Now, the woman in that video has told Channel 2 Action News that the cosmetic surgery left her disfigured. She also said she never gave permission for Dr. Windell C. Davis-Boutte to post the video online.

“To see that video, with my flesh being cut, without a straight line, and dancing while cutting me? That’s horrible,” said the 37-year-old Louisiana resident.

Another patient last week filed a lawsuit with similar claims. That suit, by a 30-year-old from Florida, says that Boutte invaded her privacy by posting photos of her exposed body on social media. Her lawsuit says that before undergoing cosmetic surgery, she had expressly forbidden the doctor from using any photos of her without her permission.

That woman also says her surgery was botched.

The two are among the latest former patients to step forward with allegations that Boutte misled them, subjected them to unsafe practices and left them with permanent injuries.
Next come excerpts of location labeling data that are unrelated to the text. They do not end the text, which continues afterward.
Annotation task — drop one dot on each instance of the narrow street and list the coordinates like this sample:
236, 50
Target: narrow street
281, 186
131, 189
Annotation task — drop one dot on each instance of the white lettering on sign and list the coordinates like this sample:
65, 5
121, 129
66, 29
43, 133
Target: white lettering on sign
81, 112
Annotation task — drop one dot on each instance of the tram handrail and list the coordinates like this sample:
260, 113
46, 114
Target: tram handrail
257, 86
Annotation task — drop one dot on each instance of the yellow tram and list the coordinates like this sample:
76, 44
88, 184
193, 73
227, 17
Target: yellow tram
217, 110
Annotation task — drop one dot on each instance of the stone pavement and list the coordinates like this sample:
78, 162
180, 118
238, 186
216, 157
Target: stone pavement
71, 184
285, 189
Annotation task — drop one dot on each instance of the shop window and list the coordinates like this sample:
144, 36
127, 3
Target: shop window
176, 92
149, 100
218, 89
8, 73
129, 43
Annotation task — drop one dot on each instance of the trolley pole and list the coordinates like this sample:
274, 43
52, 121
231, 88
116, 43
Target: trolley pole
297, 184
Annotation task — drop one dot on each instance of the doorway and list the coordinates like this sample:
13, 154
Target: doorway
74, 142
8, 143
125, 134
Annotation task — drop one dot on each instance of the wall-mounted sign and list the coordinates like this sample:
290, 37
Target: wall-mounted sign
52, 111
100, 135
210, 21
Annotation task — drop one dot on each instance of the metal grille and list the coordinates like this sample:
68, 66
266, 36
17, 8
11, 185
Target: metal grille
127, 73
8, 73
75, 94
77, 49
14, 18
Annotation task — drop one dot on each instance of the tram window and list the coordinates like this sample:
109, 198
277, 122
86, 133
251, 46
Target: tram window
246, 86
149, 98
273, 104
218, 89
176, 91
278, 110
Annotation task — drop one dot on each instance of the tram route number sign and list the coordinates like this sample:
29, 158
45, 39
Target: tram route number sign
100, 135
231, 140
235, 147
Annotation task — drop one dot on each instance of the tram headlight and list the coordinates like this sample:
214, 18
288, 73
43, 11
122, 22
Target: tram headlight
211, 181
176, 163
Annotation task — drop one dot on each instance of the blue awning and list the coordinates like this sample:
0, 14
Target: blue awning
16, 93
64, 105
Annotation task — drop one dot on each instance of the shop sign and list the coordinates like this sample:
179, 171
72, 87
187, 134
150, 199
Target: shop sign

Last month, a joint investigation by Channel 2 and The Atlanta Journal-Constitution examined Boutte’s care of several cosmetic surgery patients at her Lilburn office. Boutte had recently settled a case involving a 54-year-old left with permanent brain damage when her heart stopped after eight hours of surgery. At least a half dozen other patients have also sued her, the investigation found.

Boutte’s attorney did not respond to Channel 2 requests for comment. Boutte had declined AJC interview requests.

Videos that Boutte had posted online showed the doctor dancing to music while making incisions or preparing to operate with patients’ nude backsides exposed.

The Louisiana woman, who asked to be identified only by her first and middle names, said that when she saw one video WSB had obtained, she recognized her body. The day after the video aired, Latoyah Archine said that Boutte called her. In a conversation Archine recorded, Boutte asked her to make a one-minute testimonial to come to her defense on social media.

She also texted Archine: “Cut It is your song, girlfriend. You did awesome.”

Archine declined to help and contacted Channel 2 instead. She said the surgery left her buttock misshapen and she has a scar that can’t be hidden by a swimsuit bottom. She said she plans legal action.

Last week’s lawsuit was filed by Amanda Phillips in state court in DeKalb County.

Her suit accuses Boutte of a bait-and-switch: Phillips wanted a procedure called SmartLipo, which is considered a less invasive form of liposuction. Instead, the lawsuit claims, Boutte subjected her to regular liposuction. “We think this was a pattern and practice of Boutte,” Phillips’ attorney Joseph Wilson with J.L. Wilson Trial Law in Atlanta, told The Atlanta Journal-Constitution.

Phillips’ lawsuit says that after the procedure she developed open wounds that had to be treated at a Florida hospital, and was left with permanent scars. A medical expert consulted for her lawsuit said that Boutte was too aggressive with the liposuction, Wilson said.

Wilson also said Phillips was shocked to recognize photos of her body on the doctor’s social media sites. “Prior to the procedure being performed, she never consented to any photos being put out there of her,” he said.

Boutte has not responded to the lawsuit.

The Georgia Composite Medical Board website shows that Boutte previously has settled four malpractice lawsuits. She has never been sanctioned by the board.